12-Month Safety and Efficacy Evaluation of HORA-PDE6B, a Gene Therapy Targeting Patients with Retinitis Pigmentosa Due to Biallelic PDE6B Gene Mutation.

Abstract Number: 2134

AuthorBlock: Jean-Baptiste Ducloyer¹, Guylene Le Meur¹, Pierre Lebranchu², Fanny BILLAUD², Lise Giraud², Sandrine Meunier³, Nicole Brument³, Patricia Françon³, catherine MATHIS³, Serge Fitoussi³, Michel Weber^1
1service d’ophtalmologie, TARGET, Université de Nantes, CHU Nantes, INSERM, NANTES, F-44000, France; ²Service d'Ophtalmologie, Université de Nantes, CHU Nantes, NANTES, F-44000, France; ³Clinical Development, Coave Therapeutics, PARIS, France;

DisclosureBlock: Jean-Baptiste Ducloyer, None; Guylene Le Meur, None; Pierre Lebranchu, None; Fanny BILLAUD, None; Lise Giraud, None; Sandrine Meunier, None; Nicole Brument, None; Patricia Françon, None; catherine MATHIS, None; Serge Fitoussi, None; Michel Weber, None;

Purpose
Retinitis Pigmentosa (RP) is a diverse hereditary disease leading to blindness after decades of irreversible progression. One form is associated with an autosomal recessive mutation in the Phosphodiesterase 6 Beta Gene (PDE6B). HORA-PDE6B is a clinical-stage gene therapy targeting RP patients with PDE6B mutations. It employs an Adeno-Associated Virus serotype 5 (AAV2/5) vector carrying the human PDE6B isoform 1 cDNA, controlled by the photoreceptor-specific human rhodopsin kinase promoter that targets Rods photoreceptors. A phase I/II study with HORA-PDE6B is currently underway, evaluating safety, efficacy, and immune response profiles. This work presents interim analysis results from the first 17 adult patients after 12 months of follow-up (FU).

Methods
The treatment is given via subretinal injection in the worth seeing eye, with the fellow eye used as control.

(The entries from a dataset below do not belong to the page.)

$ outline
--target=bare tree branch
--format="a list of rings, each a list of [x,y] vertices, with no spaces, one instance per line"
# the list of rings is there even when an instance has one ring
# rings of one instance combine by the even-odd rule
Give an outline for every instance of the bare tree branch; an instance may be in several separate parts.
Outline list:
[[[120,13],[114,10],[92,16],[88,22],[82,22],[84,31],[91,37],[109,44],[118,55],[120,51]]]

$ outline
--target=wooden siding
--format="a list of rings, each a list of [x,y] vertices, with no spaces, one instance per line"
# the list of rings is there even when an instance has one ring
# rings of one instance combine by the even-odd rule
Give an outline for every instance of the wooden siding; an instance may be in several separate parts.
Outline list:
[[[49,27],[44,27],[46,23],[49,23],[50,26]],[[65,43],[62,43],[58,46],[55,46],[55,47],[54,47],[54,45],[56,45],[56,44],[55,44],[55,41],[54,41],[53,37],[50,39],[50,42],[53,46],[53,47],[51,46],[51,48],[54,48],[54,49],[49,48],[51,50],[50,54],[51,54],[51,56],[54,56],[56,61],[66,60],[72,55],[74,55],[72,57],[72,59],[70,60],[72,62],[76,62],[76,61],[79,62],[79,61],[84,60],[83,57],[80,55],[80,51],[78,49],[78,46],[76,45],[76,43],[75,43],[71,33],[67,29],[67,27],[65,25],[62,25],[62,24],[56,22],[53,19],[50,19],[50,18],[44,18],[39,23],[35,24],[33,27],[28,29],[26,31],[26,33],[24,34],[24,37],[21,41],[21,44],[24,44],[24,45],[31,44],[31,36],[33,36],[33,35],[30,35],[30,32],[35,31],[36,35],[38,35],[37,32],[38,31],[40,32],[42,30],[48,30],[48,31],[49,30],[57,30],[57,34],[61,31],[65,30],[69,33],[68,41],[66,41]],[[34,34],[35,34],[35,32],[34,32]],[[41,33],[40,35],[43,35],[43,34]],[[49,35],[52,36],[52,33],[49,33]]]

Patients are observed for five years, testing two dose levels: 3.4 x 10¹¹ vg and 6.4 x 10¹¹ vg per eye. Safety is assessed by Adverse Events (AEs)/ Serious Adverse Events (SAEs), while efficacy measures include Visual Field (VF), Visual Acuity (VA), Full-Field Stimulus Testing (FFST), Microperimetry, Mobility Test and Ellipsoid Zone (EZ) via Optical Coherence Tomography (OCT).

Results
Seven patients received the low dose, 10 got the high dose. Both doses were well tolerated, with 2 SAEs linked to HORA-PDE6 (one VA decrease and one chorioretinitis). The injection volume was reduced from 800 to 400 µl to mitigate the risk of retinal detachments reported in 2 out of 4 patients receiving 800 µl. Primary efficacy analysis was done in 5 patients at a less advanced disease stage receiving the higher dose. Treated eyes exhibited a favorable trend suggesting a potential therapeutic effect requiring confirmation through the coming 24-month data. For most parameters, the untreated eyes kept declining per disease's natural course, while stabilization occurred in most tests in the treated eyes (VA, VF, microperimetry, mobility test, and horizontal line of EZ). Blue light FFST improved, suggesting rods photoreceptors transduction cascade reactivation.

Conclusions
Over a short 12-month period, HORA-PDE6B has shown a favorable safety profile and potentially efficacy, encouraging the continued development of HORA-PDE6B.